In the meantime, however, Hou, because of his contributions, was growing arrogant and rude, much to Emperor Wen's displeasure, although Emperor Wen's displeasure went unnoticed by Hou. His officers, knowing that Hou would protect them, had largely ignored laws, and whenever they were sought on criminal matters, they would flee to Hou and go unpunished. When attending imperial gatherings, Hou would often take impolite postures, and once, while attending an imperial feast, he asked Emperor Wen, "How do you feel compared to when you were the Prince of Linchuan?" Emperor Wen initially refused to answer, but after Hou asked again, he responded, "Although it was by the will of Heaven, it is also by your contributions." Upon the completion of the feast, Hou asked that the imperial decorations be lent to him for his own feast, and Emperor Wen, while displeased, agreed. The next day, Hou held his feast, while sitting on the same seat Emperor Wen sat on, while his guests sat at the seats that imperial officials sat on—acts that Emperor Wen could not tolerate, and his anger was exacerbated when a fire occurred at Chongyun Palace (重雲宮) -- and Hou, while trying to command the soldiers to put out the fire, entered the palace in full armor. Emperor Wen thus became resolved to act against Hou.
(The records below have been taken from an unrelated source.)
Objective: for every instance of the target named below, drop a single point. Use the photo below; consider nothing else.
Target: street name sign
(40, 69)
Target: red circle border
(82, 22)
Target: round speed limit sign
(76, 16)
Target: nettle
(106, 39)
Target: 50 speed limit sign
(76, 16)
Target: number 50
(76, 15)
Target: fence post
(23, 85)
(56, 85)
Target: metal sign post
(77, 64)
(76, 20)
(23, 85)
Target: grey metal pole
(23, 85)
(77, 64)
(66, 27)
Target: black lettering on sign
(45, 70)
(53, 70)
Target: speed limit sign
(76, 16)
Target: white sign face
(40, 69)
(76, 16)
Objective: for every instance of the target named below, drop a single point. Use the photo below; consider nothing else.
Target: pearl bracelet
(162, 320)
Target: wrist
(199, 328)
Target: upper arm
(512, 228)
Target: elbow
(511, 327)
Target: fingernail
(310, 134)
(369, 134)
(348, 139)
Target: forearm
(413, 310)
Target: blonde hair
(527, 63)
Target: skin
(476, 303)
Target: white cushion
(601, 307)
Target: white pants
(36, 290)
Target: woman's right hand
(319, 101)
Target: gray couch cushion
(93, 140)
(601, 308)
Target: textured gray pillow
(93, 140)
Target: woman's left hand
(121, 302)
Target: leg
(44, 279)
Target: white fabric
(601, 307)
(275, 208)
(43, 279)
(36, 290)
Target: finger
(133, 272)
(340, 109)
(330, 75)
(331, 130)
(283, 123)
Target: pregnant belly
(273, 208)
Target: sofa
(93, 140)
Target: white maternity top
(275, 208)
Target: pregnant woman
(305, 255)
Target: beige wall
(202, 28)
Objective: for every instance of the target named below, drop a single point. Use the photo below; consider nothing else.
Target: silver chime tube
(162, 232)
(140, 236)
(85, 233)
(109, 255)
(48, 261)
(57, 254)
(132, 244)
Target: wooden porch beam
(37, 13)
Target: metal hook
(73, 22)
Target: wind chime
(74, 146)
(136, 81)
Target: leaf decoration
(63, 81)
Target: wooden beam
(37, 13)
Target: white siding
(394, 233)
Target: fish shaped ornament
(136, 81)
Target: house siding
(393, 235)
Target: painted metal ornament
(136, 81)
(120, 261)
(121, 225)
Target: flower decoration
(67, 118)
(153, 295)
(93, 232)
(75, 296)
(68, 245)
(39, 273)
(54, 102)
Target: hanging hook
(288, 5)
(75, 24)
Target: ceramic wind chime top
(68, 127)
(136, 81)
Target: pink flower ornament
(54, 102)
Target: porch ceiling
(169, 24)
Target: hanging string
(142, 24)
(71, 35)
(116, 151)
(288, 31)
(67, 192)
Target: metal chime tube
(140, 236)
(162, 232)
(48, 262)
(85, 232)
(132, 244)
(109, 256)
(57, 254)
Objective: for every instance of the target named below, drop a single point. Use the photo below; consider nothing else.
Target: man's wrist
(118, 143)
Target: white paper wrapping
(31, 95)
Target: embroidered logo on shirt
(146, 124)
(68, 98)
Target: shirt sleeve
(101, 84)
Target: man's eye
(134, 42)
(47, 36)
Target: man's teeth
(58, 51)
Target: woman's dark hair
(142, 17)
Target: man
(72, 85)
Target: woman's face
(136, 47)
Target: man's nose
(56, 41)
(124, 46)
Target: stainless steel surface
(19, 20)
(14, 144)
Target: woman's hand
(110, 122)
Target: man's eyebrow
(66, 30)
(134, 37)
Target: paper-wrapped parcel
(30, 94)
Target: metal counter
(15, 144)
Therefore, when Zhou Di officially rebelled in winter 562, although the imperial officials largely recommended that Hou be put in command of the troops against Zhou, Emperor Wen sent Wu Mingche instead, and further began to investigate Hou's protection of criminals. Hou began to sense that something was wrong, and he sent his assistant Zhou Hongshi (周弘實) to try to get information from the Cai Jingli. Cai recorded details of Zhou Hongshi's contact and secretly accused Hou of planning a rebellion. Emperor Wen, worried that if he simply summoned Hou that Hou would refuse, issued an edict transferring Hou from being the governor of Southern Xu Province (南徐州, roughly modern Zhenjiang, Jiangsu) to being the governor of Jiang Province. Hou, believing this to be a routine transfer, stopped at Jiankang before going to Jiang Province. Emperor Wen invited him to a feast and arrested him there; he also arrested Hou's officers, but released them after confiscating their horses and weapons. Emperor Wen then issued an edict announcing Hou's crimes, and the next day ordered Hou to commit suicide, but spared his wife and children and buried Hou at imperial expense. In 571, Emperor Wen's brother Emperor Xuan posthumously created Hou the Marquess of Chenji and allowed his son Hou Dan (侯亶) to inherit the title.

Traditional historians believe that Hou's (and Zhou Wenyu's) fate were foretold by Chen Baxian. According to their accounts, while Chen was still a Liang general defending Jingkou, he once held a feast with his officers. Du Sengming, Zhou, and Hou were all bragging about their contributions. Chen responded:

You are all great soldiers of this time, but you all have weaknesses as well. Lord Du has great foresight but insufficient wisdom; you engage in foolish games with your subordinates and are proud to your superiors. Lord Zhou is true to friends, but you are not selective in whom you associate with, and you are overly trusting of others. Lord Hou is overly arrogant and does not know when to stop, and you are frivolous and temperamental. These are not ways to protect your lives.

(If this account was true, Chen was not accurate about Du, who died honorably of natural causes, albeit before the establishment of Chen Dynasty.)